For audio here’s what I listened to:

  • The Galton Case by Ross MacDonald ~ this was laugh-out-loud funny
  • Bellwether by Connie Willis ~ in honor of December being Willis’s birth month

For the Early Review Program with LibraryThing here’s what I read:

  • Drinking with Men: a Memoir by Rosie Schaap

And here’s what I started:

  • Gold Coast Madam by Rose Laws

For fun: Natalie Merchant’s Leave Your Sleep.

Rosalind Franklin

Maddox, Brenda. Rosalind Franklin: the Dark Lady of DNA. New York: Harper Collins, 2002.

One of the very first things I learned about Rosalind Franklin is that she was destined to become a scientist of some sort. How could she not? She came from a long line of scholars. But what she didn’t inherit was the ability to be gracious. From the very beginning Franklin was called obstructive (Nancy Pearl calls her “cranky”) and people couldn’t wait to be rid of her. But, for all that she was brilliant. Brilliant at a time in society when women in general were supposed to be anything but! “…she was spared military service and allowed to remain at university, to her father’s dismay. Yet what exactly she ought to have been doing instead was hard for him to say, as a woman’s place in the war effort had not been defined” (p 71).

Best line, “She knew enough about herself to know that she liked people better when she didn’t have to live with them” (p 75).

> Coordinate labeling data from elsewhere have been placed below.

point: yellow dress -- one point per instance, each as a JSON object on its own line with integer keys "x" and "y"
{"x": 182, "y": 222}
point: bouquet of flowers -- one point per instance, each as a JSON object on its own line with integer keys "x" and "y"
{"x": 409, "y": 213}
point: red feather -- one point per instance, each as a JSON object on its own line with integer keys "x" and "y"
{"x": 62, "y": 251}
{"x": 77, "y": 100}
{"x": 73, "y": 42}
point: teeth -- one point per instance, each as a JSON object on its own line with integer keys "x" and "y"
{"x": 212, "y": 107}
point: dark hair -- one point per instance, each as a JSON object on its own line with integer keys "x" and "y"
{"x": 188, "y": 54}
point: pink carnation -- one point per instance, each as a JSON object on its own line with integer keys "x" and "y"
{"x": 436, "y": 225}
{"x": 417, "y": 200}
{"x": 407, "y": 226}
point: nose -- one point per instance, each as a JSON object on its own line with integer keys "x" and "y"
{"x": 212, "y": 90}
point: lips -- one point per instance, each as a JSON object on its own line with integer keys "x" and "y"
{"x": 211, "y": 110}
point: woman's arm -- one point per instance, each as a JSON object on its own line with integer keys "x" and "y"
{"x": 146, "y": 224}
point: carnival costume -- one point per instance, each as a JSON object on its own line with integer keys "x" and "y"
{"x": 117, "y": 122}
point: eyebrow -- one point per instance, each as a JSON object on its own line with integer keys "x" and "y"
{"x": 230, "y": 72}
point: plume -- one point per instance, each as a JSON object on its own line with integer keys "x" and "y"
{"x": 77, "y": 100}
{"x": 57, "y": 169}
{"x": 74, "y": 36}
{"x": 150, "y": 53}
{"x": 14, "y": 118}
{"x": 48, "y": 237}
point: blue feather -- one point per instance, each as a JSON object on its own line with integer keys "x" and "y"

Reason read: Rosalind Franklin was born in December 1920. I’m reading her biography in honor of the occasion.

Author fact: Brenda Maddox excels at writing biographies. In addition to Rosalind Franklin she has written about William Butler Yeats and Molly Bloom, just to name a few.

Book trivia: Rosalind Franklin: the Dark Lady of DNA was a story on NPR.

BookLust Twist: from Book Lust in the chapter called “Genuine Genes” (p 96).